Abstract

ABSTRACT Inadequate on-campus student accommodation in Sub-Saharan higher educational institutions triggered the need for private sector intervention in the off-campus student private housing (SPH) delivery within university communities. This paper examines students’ experiences of off-campus accommodation in terms of satisfaction indicators and driving factors in a vulnerable university’s communities in South-southern Nigeria. The paper drew upon a sequential exploratory mixed method, comprising semi-structured interviews and a questionnaire survey. The paper explored interconnectivity of satisfaction indicators and factors within the threshold of building’s physical attributes, community-related attributes, contract-related covenants, academic and social environment capability, through CAQDAS; Atlas.ti. The paper found disproportionate students’ satisfaction level within the filtered elements and scored the overall satisfaction low.

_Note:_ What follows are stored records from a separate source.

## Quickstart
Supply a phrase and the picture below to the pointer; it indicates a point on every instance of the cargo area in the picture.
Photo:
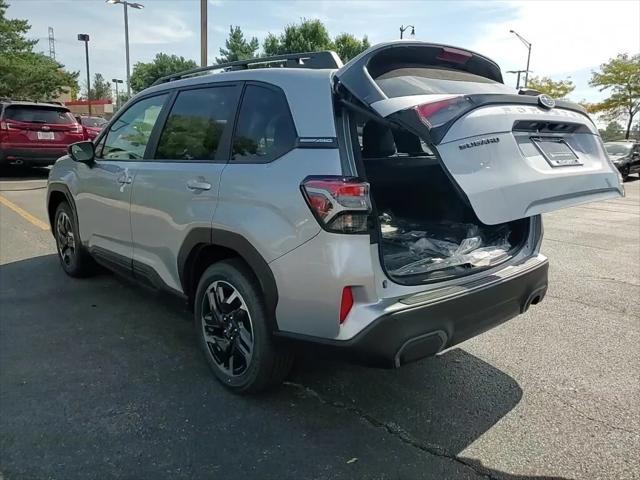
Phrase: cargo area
(427, 230)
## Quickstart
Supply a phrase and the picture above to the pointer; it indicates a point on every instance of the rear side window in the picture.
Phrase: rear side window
(265, 129)
(196, 123)
(423, 81)
(35, 114)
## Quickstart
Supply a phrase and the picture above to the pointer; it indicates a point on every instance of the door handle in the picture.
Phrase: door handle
(198, 185)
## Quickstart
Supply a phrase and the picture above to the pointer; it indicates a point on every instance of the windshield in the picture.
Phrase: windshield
(36, 114)
(420, 81)
(92, 121)
(617, 148)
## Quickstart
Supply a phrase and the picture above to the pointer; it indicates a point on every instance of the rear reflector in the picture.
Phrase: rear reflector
(340, 204)
(346, 302)
(435, 114)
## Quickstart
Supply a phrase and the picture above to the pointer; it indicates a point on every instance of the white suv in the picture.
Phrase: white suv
(385, 209)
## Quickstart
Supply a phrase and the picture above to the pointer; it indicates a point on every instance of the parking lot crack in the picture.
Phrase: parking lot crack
(391, 428)
(589, 417)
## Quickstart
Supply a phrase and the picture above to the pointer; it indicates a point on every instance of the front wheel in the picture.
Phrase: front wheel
(75, 261)
(233, 331)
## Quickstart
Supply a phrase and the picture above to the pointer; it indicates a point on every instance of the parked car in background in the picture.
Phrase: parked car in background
(36, 133)
(385, 209)
(91, 126)
(625, 155)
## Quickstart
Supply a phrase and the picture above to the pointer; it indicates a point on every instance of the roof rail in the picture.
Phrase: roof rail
(313, 60)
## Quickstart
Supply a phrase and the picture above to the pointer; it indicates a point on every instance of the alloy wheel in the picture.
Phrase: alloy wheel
(65, 238)
(227, 328)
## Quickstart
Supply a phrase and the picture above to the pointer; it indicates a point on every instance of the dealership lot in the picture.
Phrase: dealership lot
(101, 379)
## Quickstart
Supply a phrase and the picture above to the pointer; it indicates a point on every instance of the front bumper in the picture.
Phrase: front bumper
(32, 156)
(426, 326)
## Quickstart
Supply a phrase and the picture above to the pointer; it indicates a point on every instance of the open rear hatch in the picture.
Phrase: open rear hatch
(512, 156)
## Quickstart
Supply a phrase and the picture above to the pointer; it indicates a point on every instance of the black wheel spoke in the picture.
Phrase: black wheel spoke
(227, 328)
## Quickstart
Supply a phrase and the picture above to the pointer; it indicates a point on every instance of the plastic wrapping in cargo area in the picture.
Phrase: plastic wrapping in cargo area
(427, 230)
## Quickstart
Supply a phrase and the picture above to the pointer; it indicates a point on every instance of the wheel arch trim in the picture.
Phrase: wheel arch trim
(213, 237)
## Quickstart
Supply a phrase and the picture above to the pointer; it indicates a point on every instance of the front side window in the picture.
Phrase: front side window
(128, 136)
(265, 129)
(196, 123)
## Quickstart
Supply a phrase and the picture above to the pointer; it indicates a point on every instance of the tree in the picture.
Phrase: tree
(612, 132)
(553, 88)
(237, 47)
(144, 74)
(622, 76)
(100, 88)
(347, 46)
(25, 74)
(308, 36)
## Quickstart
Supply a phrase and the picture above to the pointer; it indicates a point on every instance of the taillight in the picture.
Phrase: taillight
(435, 114)
(340, 204)
(346, 302)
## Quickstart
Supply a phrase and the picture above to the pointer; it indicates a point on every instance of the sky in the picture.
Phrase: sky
(570, 38)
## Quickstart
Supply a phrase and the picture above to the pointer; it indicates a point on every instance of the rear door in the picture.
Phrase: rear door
(513, 156)
(176, 190)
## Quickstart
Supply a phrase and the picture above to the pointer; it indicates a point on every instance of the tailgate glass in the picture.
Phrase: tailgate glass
(39, 114)
(403, 82)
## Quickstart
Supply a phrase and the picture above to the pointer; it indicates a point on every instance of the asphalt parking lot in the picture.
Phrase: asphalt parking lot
(102, 379)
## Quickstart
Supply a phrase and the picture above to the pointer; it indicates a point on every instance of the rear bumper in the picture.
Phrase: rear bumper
(424, 328)
(31, 156)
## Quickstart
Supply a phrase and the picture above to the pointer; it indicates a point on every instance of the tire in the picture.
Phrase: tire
(75, 260)
(625, 174)
(232, 328)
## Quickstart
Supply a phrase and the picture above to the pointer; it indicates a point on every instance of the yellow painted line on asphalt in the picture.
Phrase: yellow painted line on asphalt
(23, 213)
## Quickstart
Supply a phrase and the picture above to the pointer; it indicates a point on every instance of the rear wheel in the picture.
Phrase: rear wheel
(625, 173)
(233, 332)
(75, 261)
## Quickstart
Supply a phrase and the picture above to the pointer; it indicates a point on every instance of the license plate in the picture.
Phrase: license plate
(556, 151)
(45, 136)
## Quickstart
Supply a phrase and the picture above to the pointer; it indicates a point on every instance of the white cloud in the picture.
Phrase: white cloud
(566, 35)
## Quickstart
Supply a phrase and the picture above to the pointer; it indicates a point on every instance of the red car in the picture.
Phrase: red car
(92, 126)
(36, 133)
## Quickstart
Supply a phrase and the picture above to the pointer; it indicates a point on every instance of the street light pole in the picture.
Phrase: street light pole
(137, 6)
(528, 45)
(203, 33)
(84, 37)
(126, 48)
(117, 81)
(403, 29)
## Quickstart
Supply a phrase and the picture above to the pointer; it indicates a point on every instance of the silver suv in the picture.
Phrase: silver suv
(382, 210)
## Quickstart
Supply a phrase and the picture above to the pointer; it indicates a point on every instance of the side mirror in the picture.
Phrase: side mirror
(83, 152)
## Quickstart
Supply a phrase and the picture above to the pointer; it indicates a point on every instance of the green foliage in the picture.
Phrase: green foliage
(347, 46)
(614, 131)
(237, 47)
(144, 74)
(553, 88)
(308, 36)
(100, 88)
(621, 76)
(25, 74)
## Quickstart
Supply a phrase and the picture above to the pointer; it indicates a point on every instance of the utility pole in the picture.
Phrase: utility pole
(52, 44)
(84, 37)
(203, 33)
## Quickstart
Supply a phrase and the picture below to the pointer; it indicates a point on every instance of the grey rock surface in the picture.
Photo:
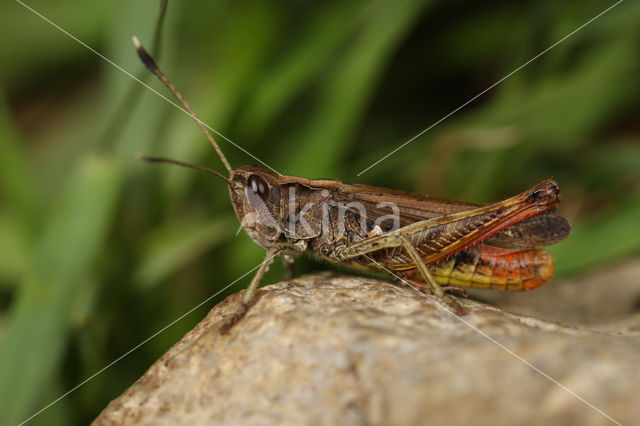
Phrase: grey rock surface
(332, 350)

Methodologically, a convergence of results pointing to the factors for improving physical, locational, landlord commitment to tenancy agreement on services and management, and flexible regulation of students’ social activities, from the two approaches, was observed. Variation surfaces from the individual rating of each indicator and the driving factors. Five distinct recommendations emerged; policy on planning, environment, and building regulations compliance, reform on SPH governance, stakeholders democracy, parent’ involvement in off-campus governance, and a committee on private housing accreditation in the university communities.